If our present is "poor in rest," in "in-betweens," if we are being overrun by the exhaustion of always encountering sameness, then the power to say no, to stop the onslaught is essential, BCH writes:
Negative potency [...] is the power not to do—to adopt Nietzsche’s phrasing, the power to say no…The negative of not-to also provides an essential trait of contemplation. In Zen meditation, for example, one attempts to achieve the pure negativity of not-to, that is, the void—by freeing oneself from rushing, intrusive Something. Such meditation is an extremely active process; that is, it represents anything but passivity. The exercise seeks to attain a point of sovereignty within oneself, to be the middle." (Philosophy of Zen Buddhism)
Personally, I am generally very engaged by the axiomatic grandeur of BCH’s writing. I don't agree with all of it, but I am glad to follow the critical energies that bind the yawning breadth of his studies. His examples from the Buddhist and Confucian archives are sometimes confusing, and potentially trite (Asian thought is too often presented as palliative for various symptoms of Western modernity).
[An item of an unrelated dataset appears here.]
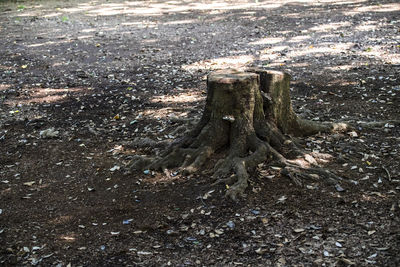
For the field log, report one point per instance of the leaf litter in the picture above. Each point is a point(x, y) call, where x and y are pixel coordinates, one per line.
point(77, 103)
Other moments, however, such as his discussion of the "inherent friendliness of all things" or his critiques of modern subjectivity's emphasis on "appetition," are very intriguing and productive.
Could this be the end of French philosophy’s monopoly over the image of critic, flowing through the enduring trope of the long-dead flaneur? Maybe. Try embracing your eclectic philosophy aunt or uncle. Mine is BCH.
Kyle Chayka: BCH looks really cool in a leather jacket, and seems like he should always be smoking a cigarette. I think we can all agree that these are two of the key qualities to seek in a contemporary philosophical icon.
That Art Review interview is one of my favorites, I return to it often. Very here for the BCH love.